27 What Are the Common Garbage Collectors in Java

27 What are the common garbage collectors in Java #

Garbage collection mechanism is a signature feature of Java that greatly improves development efficiency. Nowadays, garbage collection has become a standard feature in modern languages. Despite years of development, Java’s garbage collection mechanism is still evolving. Different sizes of devices and different application scenarios present new challenges to garbage collection. This is also a hot topic in interviews.

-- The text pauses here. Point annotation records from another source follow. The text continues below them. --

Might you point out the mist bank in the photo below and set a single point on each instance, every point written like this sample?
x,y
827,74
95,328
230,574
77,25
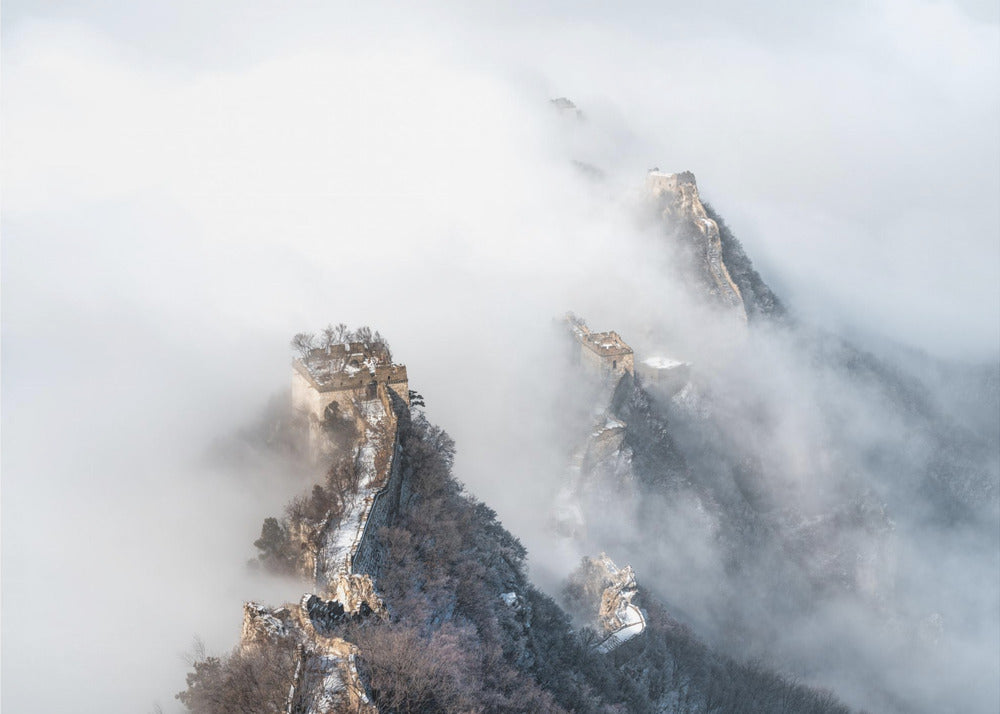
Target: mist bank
x,y
175,209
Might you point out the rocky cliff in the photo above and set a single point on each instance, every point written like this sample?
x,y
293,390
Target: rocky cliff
x,y
697,237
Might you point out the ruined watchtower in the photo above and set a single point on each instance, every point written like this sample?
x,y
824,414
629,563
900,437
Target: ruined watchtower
x,y
332,382
604,352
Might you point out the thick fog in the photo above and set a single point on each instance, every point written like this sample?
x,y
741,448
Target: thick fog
x,y
186,187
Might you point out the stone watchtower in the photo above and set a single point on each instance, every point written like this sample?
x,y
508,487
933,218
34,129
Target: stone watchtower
x,y
331,382
605,353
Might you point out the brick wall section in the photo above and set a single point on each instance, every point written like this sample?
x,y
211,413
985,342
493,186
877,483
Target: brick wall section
x,y
368,557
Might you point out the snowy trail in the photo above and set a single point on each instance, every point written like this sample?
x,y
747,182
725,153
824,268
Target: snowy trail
x,y
635,623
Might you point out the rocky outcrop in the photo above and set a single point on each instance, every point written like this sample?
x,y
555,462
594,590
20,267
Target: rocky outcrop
x,y
326,679
600,593
677,200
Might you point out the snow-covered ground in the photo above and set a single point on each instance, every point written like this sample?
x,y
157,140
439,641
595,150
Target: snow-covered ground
x,y
635,623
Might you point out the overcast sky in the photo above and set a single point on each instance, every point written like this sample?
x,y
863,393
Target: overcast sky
x,y
186,184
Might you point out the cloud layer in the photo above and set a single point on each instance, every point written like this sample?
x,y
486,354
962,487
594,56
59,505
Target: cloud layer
x,y
186,187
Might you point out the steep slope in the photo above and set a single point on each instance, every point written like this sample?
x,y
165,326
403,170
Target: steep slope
x,y
455,624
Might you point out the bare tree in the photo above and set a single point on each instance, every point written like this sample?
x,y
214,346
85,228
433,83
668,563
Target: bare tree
x,y
329,338
364,335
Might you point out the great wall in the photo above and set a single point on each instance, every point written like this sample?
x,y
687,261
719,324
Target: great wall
x,y
356,383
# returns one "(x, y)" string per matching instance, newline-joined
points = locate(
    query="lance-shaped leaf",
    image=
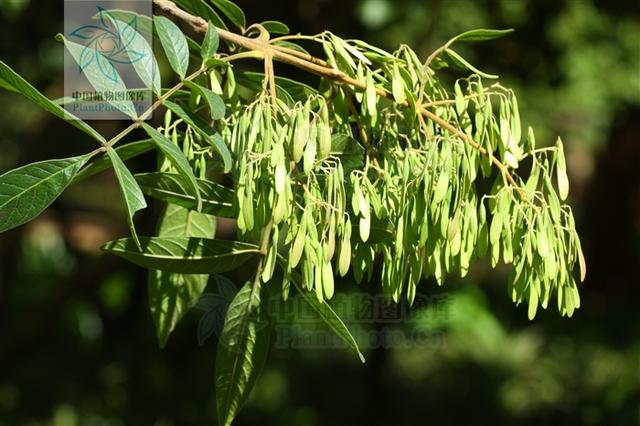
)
(177, 159)
(173, 188)
(231, 11)
(133, 197)
(482, 35)
(205, 131)
(172, 295)
(26, 191)
(242, 350)
(275, 27)
(201, 8)
(10, 80)
(184, 255)
(455, 60)
(139, 51)
(210, 43)
(174, 44)
(214, 102)
(101, 74)
(324, 311)
(125, 152)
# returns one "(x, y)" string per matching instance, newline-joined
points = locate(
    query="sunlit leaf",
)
(173, 188)
(214, 102)
(172, 295)
(125, 152)
(177, 159)
(174, 44)
(242, 350)
(231, 11)
(482, 35)
(210, 43)
(10, 80)
(101, 74)
(184, 255)
(133, 197)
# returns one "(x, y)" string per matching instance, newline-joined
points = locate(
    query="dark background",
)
(77, 343)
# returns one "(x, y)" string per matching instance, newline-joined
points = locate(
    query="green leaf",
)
(457, 61)
(184, 255)
(133, 197)
(275, 27)
(482, 35)
(177, 159)
(125, 152)
(139, 52)
(174, 44)
(210, 43)
(293, 46)
(173, 188)
(202, 9)
(26, 191)
(231, 11)
(101, 74)
(206, 131)
(172, 295)
(298, 91)
(215, 102)
(10, 80)
(242, 350)
(324, 311)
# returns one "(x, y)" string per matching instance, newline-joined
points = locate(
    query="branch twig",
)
(321, 68)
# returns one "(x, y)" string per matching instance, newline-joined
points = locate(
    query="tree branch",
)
(319, 67)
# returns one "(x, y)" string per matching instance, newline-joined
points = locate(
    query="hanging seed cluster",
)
(351, 178)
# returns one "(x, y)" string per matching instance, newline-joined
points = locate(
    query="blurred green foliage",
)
(77, 344)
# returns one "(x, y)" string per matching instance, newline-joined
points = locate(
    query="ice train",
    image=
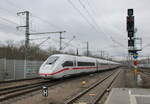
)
(62, 65)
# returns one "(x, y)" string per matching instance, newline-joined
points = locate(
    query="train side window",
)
(67, 63)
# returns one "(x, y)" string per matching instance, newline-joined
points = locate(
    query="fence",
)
(18, 69)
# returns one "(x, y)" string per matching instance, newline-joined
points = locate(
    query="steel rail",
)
(74, 98)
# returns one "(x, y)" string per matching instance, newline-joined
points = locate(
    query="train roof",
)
(85, 57)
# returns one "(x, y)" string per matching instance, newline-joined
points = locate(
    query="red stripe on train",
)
(62, 70)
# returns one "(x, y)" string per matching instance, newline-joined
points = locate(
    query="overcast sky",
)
(100, 22)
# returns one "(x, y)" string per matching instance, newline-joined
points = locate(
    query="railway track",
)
(11, 92)
(95, 92)
(19, 80)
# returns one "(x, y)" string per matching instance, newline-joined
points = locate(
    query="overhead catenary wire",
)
(84, 17)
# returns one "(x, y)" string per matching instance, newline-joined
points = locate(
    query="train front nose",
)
(46, 71)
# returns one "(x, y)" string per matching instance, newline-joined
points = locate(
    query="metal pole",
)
(60, 41)
(87, 48)
(27, 35)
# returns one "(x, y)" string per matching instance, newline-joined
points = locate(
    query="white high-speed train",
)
(62, 65)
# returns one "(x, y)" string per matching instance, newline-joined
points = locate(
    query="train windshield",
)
(52, 59)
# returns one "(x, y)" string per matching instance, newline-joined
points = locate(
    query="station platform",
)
(128, 96)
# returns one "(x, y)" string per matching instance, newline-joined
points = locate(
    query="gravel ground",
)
(12, 84)
(146, 80)
(59, 93)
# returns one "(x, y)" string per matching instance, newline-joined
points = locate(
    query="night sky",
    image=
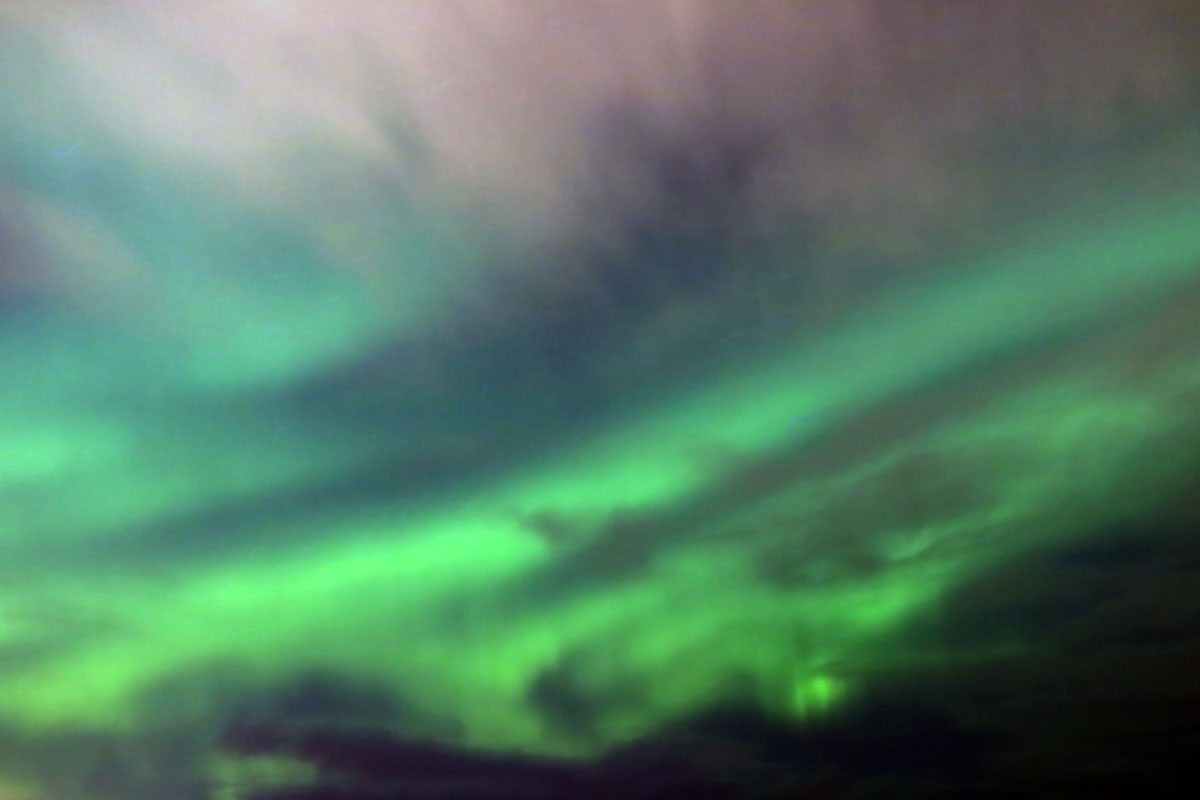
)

Today, I’m going to ask you the question, What are the common garbage collectors in Java?

Typical answer #

In fact, the garbage collector (GC) is closely related to the specific JVM implementation, and different vendors (IBM, Oracle) provide different choices for different versions of JVM. Next, I will talk about the most mainstream Oracle JDK.

  • Serial GC is the oldest garbage collector. “Serial” means that its collection work is single-threaded, and it enters the notorious “Stop-The-World” state during the garbage collection process. Of course, its single-threaded design also means a simplified GC implementation, which does not require the maintenance of complex data structures and has a simple initialization. Therefore, it has always been the default option for the JVM in client mode.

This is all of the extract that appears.